Whether you are about to perform a speech, be interviewed for a job, make a pitching, or you are about to meet people important, one is the feature you really want to have: Confidence.
But how, in stressful situations when the time you have for responding is limited, can you gain confidence?
“Faking” body postures associated with dominance and power (“power posing”) – even for as little as two minutes — increases people’s testosterone, decreases their cortisol, increases their appetite for risk, and causes them to perform better in job interviews, as Amy Caddy has shown with her research.
You can watch her explain what you can do to gain confident using Power Posing, in her talk in the PopTech Annual Conference in 2011, where she received the “Talk of the Day“ award.
Amy Caddy is an American social psychologist known for her research on stereotyping and discrimination, emotions, power, nonverbal behavior, and the effects of social stimuli on hormone levels.

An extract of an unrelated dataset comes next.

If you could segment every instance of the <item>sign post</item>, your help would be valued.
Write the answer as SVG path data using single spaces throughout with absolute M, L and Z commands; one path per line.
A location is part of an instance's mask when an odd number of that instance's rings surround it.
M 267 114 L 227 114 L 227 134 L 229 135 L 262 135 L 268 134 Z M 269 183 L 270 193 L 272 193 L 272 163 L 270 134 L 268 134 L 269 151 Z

Amy grew up in a small Pennsylvania town and is a classically trained ballet dancer. When she was a sophomore in college she sustained a serious head injury in a car accident. Her doctors told her she was not likely to fully recover and should anticipate significant challenges finishing her undergraduate degree. Her IQ fell temporarily by two standard deviations. She eventually completed her undergraduate studies and went on to earn a PhD at Princeton. She has often tweeted of her love for live music, and spent a number of seasons following the Grateful Dead. She has one son.